Today, our ability to collect, analyze and report data across the health care continuum puts that goal in sight. However, the ability to measure quality—to quantify the previously unmeasurable—has empowered the Centers for Medicare & Medicaid Services to alter its reimbursement schema significantly. This change has practical implications for health care executives; it means not only looking at a broader array of data, but embracing a new way of thinking about metrics and developing new policies to support their use.
Beyond Core Measures
CMS always has been a main driver behind the patient safety and health care quality agenda. The fact that its payment criteria increasingly are outcomes-based puts additional pressures on caregivers and leaders alike to take a longer and wider view of patient care. Proving adherence to protocols endorsed by traditional bodies like the Joint Commission is no longer enough to guarantee reimbursement—CMS now can pay for performance as measured by outcomes.
Existing policies designed to encourage compliance with treatment protocols for such core measures conditions as acute myocardial infarction and children's asthma care will prove insufficient for guaranteeing positive outcomes across all conditions. In fact, of the 20 conditions identified by Medicare as responsible for 95 percent of the agency's costs—known as high-impact conditions—only AMI, congestive heart failure and stroke are core measures. We need a more holistic approach that encompasses more conditions.

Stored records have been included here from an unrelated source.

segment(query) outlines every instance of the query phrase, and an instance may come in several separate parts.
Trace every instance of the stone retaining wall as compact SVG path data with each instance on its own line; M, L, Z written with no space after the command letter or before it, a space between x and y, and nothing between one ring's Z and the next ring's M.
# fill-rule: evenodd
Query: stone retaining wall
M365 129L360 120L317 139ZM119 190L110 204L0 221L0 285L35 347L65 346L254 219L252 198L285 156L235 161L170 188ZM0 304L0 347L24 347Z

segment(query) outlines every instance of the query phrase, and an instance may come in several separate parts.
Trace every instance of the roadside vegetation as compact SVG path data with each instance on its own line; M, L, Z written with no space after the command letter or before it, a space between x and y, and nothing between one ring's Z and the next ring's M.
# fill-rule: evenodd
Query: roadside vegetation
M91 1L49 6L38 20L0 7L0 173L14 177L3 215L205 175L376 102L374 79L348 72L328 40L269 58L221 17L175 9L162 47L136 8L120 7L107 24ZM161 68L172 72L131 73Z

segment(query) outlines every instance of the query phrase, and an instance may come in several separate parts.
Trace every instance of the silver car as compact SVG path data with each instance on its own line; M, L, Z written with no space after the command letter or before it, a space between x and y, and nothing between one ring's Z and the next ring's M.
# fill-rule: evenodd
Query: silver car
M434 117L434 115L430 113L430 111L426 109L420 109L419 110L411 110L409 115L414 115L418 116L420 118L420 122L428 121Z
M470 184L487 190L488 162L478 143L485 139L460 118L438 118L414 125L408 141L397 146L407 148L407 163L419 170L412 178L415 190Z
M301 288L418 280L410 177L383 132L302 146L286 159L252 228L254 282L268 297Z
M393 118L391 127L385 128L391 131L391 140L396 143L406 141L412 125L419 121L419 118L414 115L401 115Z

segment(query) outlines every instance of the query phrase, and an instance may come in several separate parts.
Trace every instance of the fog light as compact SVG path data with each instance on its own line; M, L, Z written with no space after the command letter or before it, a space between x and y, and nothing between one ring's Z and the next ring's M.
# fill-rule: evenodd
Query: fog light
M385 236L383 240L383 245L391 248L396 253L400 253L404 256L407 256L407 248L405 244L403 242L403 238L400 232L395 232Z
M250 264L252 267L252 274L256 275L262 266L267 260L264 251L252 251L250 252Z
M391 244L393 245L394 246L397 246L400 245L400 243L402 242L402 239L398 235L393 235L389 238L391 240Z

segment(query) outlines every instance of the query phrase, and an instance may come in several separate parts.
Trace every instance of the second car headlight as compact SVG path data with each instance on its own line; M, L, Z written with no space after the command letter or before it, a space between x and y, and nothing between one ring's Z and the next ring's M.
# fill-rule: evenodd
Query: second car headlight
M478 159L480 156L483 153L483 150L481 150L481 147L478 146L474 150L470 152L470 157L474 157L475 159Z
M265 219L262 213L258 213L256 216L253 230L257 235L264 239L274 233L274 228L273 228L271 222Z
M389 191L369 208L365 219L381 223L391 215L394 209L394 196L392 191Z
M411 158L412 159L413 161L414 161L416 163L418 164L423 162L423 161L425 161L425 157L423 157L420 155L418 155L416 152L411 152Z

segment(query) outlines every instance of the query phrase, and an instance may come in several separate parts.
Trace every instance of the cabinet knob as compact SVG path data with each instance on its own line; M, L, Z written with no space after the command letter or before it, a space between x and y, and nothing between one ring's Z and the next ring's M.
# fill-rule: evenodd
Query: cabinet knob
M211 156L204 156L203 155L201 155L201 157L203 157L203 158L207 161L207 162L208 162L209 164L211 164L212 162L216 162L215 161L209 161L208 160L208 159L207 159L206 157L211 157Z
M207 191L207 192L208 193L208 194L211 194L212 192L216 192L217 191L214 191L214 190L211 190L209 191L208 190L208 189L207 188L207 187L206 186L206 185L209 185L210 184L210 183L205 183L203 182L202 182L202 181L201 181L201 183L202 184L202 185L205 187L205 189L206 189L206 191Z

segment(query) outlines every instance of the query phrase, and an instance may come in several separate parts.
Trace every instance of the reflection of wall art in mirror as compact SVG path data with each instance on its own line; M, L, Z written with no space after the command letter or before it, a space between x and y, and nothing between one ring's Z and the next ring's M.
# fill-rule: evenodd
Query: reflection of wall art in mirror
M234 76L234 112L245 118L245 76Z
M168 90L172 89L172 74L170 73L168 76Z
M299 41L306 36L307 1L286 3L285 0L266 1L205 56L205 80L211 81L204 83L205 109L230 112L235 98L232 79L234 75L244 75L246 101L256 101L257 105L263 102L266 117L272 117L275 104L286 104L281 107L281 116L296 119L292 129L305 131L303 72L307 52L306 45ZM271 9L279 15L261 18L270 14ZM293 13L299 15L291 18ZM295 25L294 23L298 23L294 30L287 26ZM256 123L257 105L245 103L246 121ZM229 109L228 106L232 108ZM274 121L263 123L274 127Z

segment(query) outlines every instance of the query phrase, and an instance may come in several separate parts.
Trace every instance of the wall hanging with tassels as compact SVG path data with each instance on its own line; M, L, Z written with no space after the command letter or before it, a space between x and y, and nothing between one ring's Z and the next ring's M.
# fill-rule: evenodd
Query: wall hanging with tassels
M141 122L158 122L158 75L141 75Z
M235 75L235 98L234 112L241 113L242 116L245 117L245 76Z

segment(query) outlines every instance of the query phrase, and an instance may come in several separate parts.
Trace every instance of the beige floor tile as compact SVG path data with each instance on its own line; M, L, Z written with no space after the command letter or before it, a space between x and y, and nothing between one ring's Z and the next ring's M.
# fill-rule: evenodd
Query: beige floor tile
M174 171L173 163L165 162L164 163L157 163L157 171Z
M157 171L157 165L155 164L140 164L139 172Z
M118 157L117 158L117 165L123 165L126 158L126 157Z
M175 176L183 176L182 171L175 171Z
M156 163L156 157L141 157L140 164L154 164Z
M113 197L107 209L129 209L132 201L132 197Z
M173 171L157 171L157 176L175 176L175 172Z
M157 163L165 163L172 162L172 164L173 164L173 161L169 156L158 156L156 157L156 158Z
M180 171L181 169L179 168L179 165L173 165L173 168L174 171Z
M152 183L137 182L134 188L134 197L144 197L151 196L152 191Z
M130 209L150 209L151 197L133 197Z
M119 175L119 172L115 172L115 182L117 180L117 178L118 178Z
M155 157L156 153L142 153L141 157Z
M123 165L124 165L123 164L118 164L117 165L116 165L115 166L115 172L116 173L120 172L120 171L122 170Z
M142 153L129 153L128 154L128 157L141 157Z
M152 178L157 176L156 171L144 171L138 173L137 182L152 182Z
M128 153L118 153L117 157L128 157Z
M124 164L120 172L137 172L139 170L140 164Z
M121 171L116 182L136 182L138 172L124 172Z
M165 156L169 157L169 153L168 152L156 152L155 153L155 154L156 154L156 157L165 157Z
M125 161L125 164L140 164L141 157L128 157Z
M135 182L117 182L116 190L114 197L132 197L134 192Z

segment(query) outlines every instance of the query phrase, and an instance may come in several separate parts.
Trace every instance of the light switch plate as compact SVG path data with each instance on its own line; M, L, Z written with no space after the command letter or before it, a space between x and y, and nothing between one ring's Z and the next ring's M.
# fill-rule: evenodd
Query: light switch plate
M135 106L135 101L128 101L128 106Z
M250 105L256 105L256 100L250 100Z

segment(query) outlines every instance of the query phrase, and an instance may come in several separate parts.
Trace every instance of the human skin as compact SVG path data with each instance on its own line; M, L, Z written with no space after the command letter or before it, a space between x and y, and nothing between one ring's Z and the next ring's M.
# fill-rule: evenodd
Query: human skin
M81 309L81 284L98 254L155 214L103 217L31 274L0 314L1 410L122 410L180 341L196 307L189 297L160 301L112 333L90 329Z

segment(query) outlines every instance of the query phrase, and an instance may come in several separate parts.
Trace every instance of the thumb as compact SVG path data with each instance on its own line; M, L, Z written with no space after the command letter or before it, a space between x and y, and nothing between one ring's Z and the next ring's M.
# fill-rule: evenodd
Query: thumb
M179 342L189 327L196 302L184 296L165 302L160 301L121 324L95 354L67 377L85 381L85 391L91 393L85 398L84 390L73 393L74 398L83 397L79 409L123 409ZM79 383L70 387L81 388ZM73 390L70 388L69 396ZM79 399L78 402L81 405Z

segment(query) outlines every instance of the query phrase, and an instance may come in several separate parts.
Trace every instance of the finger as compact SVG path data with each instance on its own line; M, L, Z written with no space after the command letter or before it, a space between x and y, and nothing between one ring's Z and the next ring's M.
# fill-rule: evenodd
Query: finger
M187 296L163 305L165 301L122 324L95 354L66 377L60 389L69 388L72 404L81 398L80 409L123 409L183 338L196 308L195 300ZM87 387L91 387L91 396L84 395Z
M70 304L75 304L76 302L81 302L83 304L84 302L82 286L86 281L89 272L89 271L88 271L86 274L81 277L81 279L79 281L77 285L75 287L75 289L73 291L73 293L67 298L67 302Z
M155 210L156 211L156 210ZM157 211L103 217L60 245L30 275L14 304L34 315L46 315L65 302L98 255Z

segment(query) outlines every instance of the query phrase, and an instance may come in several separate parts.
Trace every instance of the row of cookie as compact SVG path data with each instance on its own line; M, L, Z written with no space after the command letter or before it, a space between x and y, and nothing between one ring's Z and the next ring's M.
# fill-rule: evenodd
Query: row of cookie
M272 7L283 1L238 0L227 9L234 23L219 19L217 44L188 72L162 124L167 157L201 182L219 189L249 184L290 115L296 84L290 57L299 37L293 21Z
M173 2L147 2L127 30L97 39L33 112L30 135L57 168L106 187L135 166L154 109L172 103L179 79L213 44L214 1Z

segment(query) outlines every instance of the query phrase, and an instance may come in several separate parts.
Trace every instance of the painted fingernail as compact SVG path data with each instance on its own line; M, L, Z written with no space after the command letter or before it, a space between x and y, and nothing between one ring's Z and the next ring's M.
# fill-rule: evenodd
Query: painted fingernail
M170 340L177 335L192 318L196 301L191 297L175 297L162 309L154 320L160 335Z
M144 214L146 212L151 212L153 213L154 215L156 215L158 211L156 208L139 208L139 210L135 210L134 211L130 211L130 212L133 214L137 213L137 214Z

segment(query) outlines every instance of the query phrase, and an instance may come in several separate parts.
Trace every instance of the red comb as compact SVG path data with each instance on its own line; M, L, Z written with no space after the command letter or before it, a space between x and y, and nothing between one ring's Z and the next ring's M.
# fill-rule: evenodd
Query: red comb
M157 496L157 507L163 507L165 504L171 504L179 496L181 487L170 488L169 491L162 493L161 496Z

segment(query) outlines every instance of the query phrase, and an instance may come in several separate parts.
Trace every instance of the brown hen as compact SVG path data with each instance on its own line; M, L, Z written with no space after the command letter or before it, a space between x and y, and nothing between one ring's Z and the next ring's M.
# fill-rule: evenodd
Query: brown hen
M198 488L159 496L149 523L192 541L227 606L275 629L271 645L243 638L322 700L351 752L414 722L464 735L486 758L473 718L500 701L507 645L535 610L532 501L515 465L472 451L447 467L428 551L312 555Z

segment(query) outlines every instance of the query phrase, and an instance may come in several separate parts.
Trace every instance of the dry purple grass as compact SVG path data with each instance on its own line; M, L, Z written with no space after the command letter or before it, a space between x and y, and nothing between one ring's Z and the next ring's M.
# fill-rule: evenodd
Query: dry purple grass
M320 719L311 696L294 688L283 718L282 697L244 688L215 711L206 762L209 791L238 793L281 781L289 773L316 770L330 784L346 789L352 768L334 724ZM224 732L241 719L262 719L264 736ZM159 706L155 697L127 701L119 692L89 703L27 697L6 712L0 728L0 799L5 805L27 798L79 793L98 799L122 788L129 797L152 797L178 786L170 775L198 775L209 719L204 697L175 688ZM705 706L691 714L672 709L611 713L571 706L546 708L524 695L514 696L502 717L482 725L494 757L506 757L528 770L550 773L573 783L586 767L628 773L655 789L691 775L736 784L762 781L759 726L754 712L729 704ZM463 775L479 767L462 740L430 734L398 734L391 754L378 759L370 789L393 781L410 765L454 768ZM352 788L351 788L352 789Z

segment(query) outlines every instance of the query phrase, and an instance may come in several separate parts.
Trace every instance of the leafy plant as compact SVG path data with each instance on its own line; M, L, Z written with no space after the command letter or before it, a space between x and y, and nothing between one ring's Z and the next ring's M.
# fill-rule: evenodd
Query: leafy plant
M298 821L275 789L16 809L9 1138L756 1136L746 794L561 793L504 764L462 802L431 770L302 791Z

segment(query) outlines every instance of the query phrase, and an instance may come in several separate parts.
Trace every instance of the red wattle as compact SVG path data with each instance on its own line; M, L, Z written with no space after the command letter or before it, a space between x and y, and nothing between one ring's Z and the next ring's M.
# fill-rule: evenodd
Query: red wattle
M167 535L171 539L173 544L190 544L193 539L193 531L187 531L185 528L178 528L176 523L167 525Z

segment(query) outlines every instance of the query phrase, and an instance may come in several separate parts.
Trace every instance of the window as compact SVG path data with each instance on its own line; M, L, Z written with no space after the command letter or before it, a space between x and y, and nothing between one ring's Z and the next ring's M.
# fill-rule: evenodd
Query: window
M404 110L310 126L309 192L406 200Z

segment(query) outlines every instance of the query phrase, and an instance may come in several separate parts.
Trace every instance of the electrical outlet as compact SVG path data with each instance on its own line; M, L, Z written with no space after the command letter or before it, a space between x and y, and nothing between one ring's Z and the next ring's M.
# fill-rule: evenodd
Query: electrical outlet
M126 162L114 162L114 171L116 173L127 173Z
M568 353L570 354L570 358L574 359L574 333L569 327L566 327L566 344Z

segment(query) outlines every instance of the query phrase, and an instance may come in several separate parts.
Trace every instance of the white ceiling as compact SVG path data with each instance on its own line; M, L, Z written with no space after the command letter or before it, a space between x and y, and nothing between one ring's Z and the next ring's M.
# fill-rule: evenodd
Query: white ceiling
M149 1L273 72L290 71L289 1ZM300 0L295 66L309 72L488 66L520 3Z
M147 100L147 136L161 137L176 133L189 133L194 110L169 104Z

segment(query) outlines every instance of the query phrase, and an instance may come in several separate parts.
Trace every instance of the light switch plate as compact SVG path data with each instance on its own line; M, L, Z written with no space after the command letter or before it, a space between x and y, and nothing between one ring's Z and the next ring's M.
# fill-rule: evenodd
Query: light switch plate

CMS itself endorses this approach by increasingly looking to organizations like the Healthcare Information and Management Systems Society and the National Quality Forum as endorsing bodies. For example, among NQF's assigned tasks in its contract with Health & Human Services is the use of its consensus development process to endorse performance measures. By giving a voice to organizations that develop quality metrics, CMS has signaled its intent to continue on the pay-for-performance path and to extend its reach beyond the scope defined by the Joint Commission.
Outcomes, Not Just Protocols
Putting policies in place to ensure good outcomes for all conditions, particularly Medicare's high-impact ones, requires an infrastructure designed to support a longer and wider focus. Hospital executives, physician leaders and the board must be vocal proponents of this holistic approach and enforce accountability by expanding the list of metrics required by core measures to include the high-impact conditions. (Of course, specialty hospitals may require a different set of metrics.)
Not only must these metrics grow, but the type of metric must change. Rather than relying on forward-looking measures—for example, if you comply with an AMI protocol you should have a positive outcome—leaders will need to start with the outcome and work backward to determine why it was undesirable. This will require an entirely new set of policies and procedures designed to focus direct caregivers' attention beyond the scope of core measures protocols for a limited number of conditions to outcomes for a far wider range of conditions.
For example, rather than rewarding organizations for spending a large percentage of available resources on ensuring that caregivers comply with pneumonia protocols, reimbursement will be tied to a reduction in pneumonia readmissions. Not only would this encourage health care organizations to adopt protocols that have proven effective, it will drive them to adopt protocols appropriate to their specific patient populations, such as the elderly or children.
In addition, there must be accountability around high-impact, chronic conditions like diabetes and obstructive pulmonary disease that require management, especially across the continuum of care. Currently, none exists.
To maintain the highest level of reimbursement from CMS, an infrastructure must be established to support increased accountability, including more frequent and detailed board reviews and performance-based rather than protocol-based incentives.
Traditionally, the board's quality management role was somewhat independent of its fiduciary responsibility. New CMS policies, however, have brought managing quality of care solidly under the fiduciary umbrella and represent a seismic shift in the relationship between practitioners and health care leaders.
The board's demand for increased accountability from the medical staff likely will cause some tension. Leaders need to be prepared for this and rely more heavily on their management and communication skills to ensure a smooth transition. Physicians must be engaged from the outset and fully involved in decisions around what that accountability encompasses.
The amount of information that needs to be collected to maximize CMS reimbursement puts an additional administrative burden on the medical staff, which will further strain the relationship. Health care leaders, including the board, must collaborate with staff to find ways to reduce this burden and be prepared to fund technology and other initiatives that support data collection and analysis efforts.
Quality's Dollar Value
CMS has given organizations the opportunity to improve care quality significantly. Although its reimbursement plan places additional burdens on hospitals already stretched thin, the agency has directed attention to outcomes by assigning a dollar value to quality of care.
With widespread acceptance of evidence-based protocols, health care has matured to the point where it can look at outcomes rather than focusing narrowly on processes. In this changing environment, boards must ensure that health care organizations measure performance in ways that are comprehensive and meaningful.